Edge ML Engineer

Technical Interview Guide

On-Device AI for Dynamic Gaming

Finetuning approaches like Low-Rank Adaptation (LoRA) enable Small Language Models (SLMs) to perform at or above Cloud LLM performance on specific tasks. Our work today will be to build on-device code unlocking that performance for our gamers, regardless of hardware.

The core challenge for our Edge ML Engineers is to build, manage, and optimize the systems that make this possible. This technical interview is designed to simulate a core task you'd face here: taking a model and implementing a flexible, resource-efficient system to manage its behavior at runtime.

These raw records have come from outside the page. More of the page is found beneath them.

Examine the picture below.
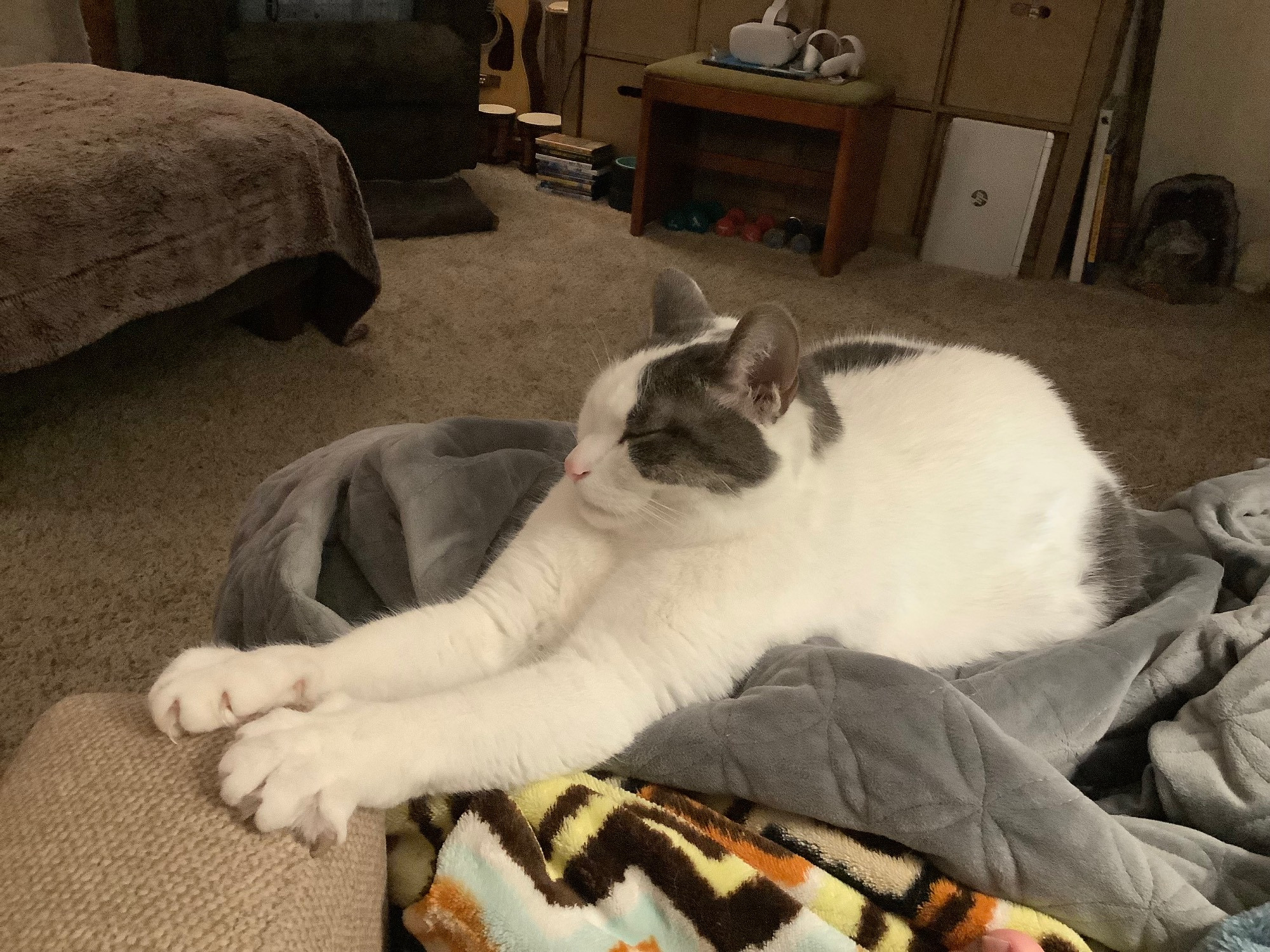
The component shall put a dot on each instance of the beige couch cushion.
(114, 838)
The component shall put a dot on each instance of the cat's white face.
(609, 486)
(683, 425)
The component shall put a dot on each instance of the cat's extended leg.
(531, 592)
(571, 711)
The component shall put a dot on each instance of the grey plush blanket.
(1121, 784)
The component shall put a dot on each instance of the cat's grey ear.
(680, 310)
(761, 364)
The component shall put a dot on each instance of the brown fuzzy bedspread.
(124, 196)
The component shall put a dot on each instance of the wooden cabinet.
(610, 114)
(1027, 63)
(904, 41)
(1041, 77)
(650, 30)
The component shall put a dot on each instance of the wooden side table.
(676, 91)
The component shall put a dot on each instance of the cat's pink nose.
(573, 469)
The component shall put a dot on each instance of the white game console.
(768, 44)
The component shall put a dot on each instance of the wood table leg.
(661, 181)
(857, 176)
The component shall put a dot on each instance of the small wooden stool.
(859, 111)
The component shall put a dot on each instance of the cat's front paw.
(308, 772)
(208, 689)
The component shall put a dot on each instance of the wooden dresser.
(1043, 64)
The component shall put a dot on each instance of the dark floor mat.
(425, 208)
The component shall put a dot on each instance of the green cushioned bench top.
(690, 69)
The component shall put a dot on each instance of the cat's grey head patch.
(698, 414)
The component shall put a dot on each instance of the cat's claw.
(208, 689)
(303, 772)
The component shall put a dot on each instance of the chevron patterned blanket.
(599, 864)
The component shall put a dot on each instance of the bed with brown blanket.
(125, 196)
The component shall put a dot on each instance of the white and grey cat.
(728, 493)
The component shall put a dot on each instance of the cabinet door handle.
(1033, 12)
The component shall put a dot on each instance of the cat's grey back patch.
(1118, 564)
(826, 420)
(864, 355)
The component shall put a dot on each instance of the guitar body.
(510, 55)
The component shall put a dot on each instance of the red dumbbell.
(726, 228)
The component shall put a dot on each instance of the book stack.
(576, 168)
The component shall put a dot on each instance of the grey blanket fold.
(1121, 784)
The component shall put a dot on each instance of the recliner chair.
(402, 98)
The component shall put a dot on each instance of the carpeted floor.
(123, 468)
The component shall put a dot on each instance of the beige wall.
(41, 31)
(1211, 102)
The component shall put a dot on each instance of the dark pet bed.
(425, 208)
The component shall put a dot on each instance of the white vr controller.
(774, 44)
(841, 64)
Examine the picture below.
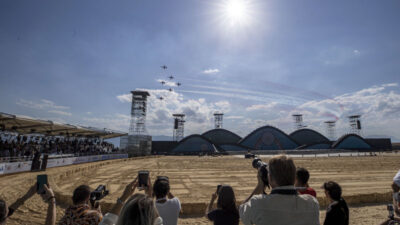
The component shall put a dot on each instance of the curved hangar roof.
(268, 138)
(308, 137)
(193, 144)
(351, 141)
(222, 137)
(26, 125)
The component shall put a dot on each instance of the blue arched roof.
(194, 143)
(233, 147)
(221, 136)
(268, 138)
(326, 145)
(308, 137)
(351, 141)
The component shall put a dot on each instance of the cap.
(396, 179)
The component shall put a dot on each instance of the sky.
(257, 61)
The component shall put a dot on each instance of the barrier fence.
(24, 166)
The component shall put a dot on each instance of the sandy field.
(365, 182)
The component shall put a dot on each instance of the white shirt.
(111, 219)
(169, 211)
(280, 209)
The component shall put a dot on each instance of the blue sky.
(76, 61)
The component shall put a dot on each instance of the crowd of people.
(282, 196)
(26, 146)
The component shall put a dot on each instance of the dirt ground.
(193, 180)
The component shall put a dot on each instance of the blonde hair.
(138, 210)
(282, 170)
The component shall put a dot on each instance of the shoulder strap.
(284, 192)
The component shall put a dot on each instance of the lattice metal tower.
(138, 113)
(330, 129)
(218, 116)
(298, 121)
(355, 124)
(179, 121)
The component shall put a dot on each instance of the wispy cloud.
(167, 83)
(245, 94)
(59, 112)
(159, 112)
(45, 105)
(125, 97)
(42, 104)
(211, 71)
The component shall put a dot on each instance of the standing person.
(283, 205)
(301, 184)
(80, 213)
(226, 212)
(396, 193)
(168, 208)
(138, 209)
(337, 212)
(48, 197)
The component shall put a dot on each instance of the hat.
(396, 179)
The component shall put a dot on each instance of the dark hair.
(3, 211)
(161, 188)
(81, 194)
(302, 175)
(334, 190)
(264, 175)
(226, 200)
(138, 210)
(282, 170)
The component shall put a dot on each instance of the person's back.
(282, 209)
(226, 212)
(81, 213)
(337, 213)
(168, 208)
(284, 205)
(301, 183)
(223, 217)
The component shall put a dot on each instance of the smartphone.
(218, 188)
(162, 178)
(41, 180)
(143, 176)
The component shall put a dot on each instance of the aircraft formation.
(163, 82)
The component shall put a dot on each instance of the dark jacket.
(337, 213)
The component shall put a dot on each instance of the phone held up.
(218, 188)
(143, 177)
(41, 180)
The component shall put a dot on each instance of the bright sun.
(236, 12)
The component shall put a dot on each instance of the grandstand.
(25, 141)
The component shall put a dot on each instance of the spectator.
(283, 206)
(48, 197)
(301, 184)
(337, 212)
(168, 209)
(396, 194)
(226, 212)
(80, 213)
(138, 209)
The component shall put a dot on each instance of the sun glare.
(236, 12)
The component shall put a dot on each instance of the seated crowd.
(290, 201)
(27, 146)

The Challenge: Building a Dynamic LoRA System

Diagram of LoRA architecture showing Pretrained Weights being combined with LoRA weights A and B

Your mission is to build a Rust-based system for managing Low-Rank Adaptation (LoRA) layers. LoRAs are small "adapter" weights that can modify a base model's behavior. For our game, this could mean swapping a character's personality, applying a new art style, or on-demand models for unique user generated content. You will implement the core logic to load, activate, combine, and manage these adapters in memory.

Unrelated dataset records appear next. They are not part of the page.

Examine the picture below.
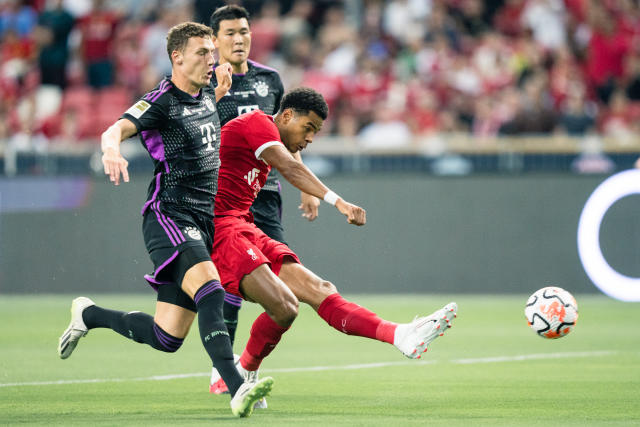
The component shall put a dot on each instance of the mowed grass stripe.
(497, 359)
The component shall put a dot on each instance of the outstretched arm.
(224, 79)
(308, 204)
(113, 162)
(304, 180)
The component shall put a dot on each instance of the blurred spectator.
(98, 31)
(52, 34)
(17, 16)
(130, 60)
(387, 131)
(546, 19)
(577, 116)
(471, 18)
(536, 115)
(508, 19)
(592, 159)
(265, 31)
(489, 67)
(608, 46)
(617, 120)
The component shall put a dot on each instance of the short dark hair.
(304, 99)
(179, 35)
(224, 13)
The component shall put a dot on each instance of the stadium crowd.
(388, 69)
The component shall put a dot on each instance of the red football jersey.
(242, 171)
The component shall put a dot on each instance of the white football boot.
(248, 395)
(252, 377)
(216, 384)
(413, 338)
(76, 329)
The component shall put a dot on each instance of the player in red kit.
(265, 271)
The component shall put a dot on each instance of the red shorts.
(239, 247)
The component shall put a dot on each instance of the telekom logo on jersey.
(252, 175)
(208, 132)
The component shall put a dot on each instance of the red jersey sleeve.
(261, 133)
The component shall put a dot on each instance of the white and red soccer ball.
(551, 312)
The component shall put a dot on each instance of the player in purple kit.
(179, 126)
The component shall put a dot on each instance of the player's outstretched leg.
(134, 325)
(76, 329)
(249, 393)
(413, 338)
(217, 385)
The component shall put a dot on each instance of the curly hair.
(179, 35)
(224, 13)
(304, 99)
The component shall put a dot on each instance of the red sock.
(352, 319)
(265, 335)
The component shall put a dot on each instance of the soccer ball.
(551, 312)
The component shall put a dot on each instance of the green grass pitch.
(489, 369)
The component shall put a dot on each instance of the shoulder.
(155, 99)
(250, 121)
(263, 69)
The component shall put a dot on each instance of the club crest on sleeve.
(193, 233)
(209, 103)
(138, 109)
(261, 88)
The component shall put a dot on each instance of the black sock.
(134, 325)
(230, 310)
(214, 335)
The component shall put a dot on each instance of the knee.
(166, 342)
(286, 312)
(326, 288)
(171, 349)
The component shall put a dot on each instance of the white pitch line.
(498, 359)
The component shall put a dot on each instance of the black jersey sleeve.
(147, 115)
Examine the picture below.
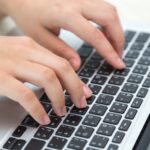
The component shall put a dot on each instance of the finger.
(56, 45)
(45, 78)
(109, 20)
(96, 38)
(15, 90)
(65, 73)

The Exercises: A Step-by-Step Build

The interview is structured as a series of four exercises incrementally building on each other. For each step, you'll be provided with a runnable example file that defines the target API; your goal is to implement the underlying logic to make the example compile and run successfully.

Part Title Goal
1 Base Example Runs A warm-up exercise to verify your environment is set up. You'll simply compile and run a pre-written example that loads a base model from a `.safetensors` file.
2 A Single LoRA Adapter Implement the fundamental logic for a `LoraLinear` layer. You will fill in the `load_adapter` and `forward` methods, and the top-level model API to manage it.
3 Dynamic Adapter Management Extend the system to manage the lifecycle of multiple adapters. You will implement the logic to unload adapters from memory and rescale their influence on the fly.
4 Supporting Multiple Layer Types Generalize the library to support LoRA for `Conv1d` and `Embedding` layers. You will then implement the final `KitchenSinkModel` to selectively apply adapters based on a configuration file's "target_modules" array.

What We're Looking For

This exercise is designed as a collaborative, pair-programming session. We're interested in seeing how you approach problems, structure your code, and communicate your thought process. We encourage you to lead the way, use the development workflow and tools you're most comfortable with (including AI assistants and StackOverflow). Be prepared to answer line-by-line questions for any code additions from external sources. The goal is to simulate a real-world development task, not to quiz you on memorized facts or language syntax.

Prep Work

To set yourself up for success, we highly recommend you complete the following steps before the interview:

  1. 1

    Unpack the Project & Set Up Your Environment

    Ensure you have a working Rust environment. Unpack the provided repository and run the first exercise (`cargo run --example 1_load_base_model -p lora-exercise`) to confirm everything is configured correctly.

  2. 2

    Verify Your Setup

    Make sure exercise 1 compiles and runs successfully. Contact us early if there are any issues during this process.

  3. 3

    Review the LoRA Concept

    We recommend reading the abstract and looking at the diagrams in the original LoRA paper: LoRA: Low-Rank Adaptation of Large Language Models.

  4. 4

    Prepare Your Development Environment

    You are welcome to use any workflow you're comfortable with, including AI coding assistants. Please have your preferred Rust development environment set up and be prepared to explain any code you write or generate.

  5. 5

    Brush Up on Key Rust Concepts

    The exercise will involve common Rust patterns. A quick review of Traits/Structs, HashMap/Vec, Result for error handling, and shared state (e.g. Arc<Mutex<T>>) may be helpful.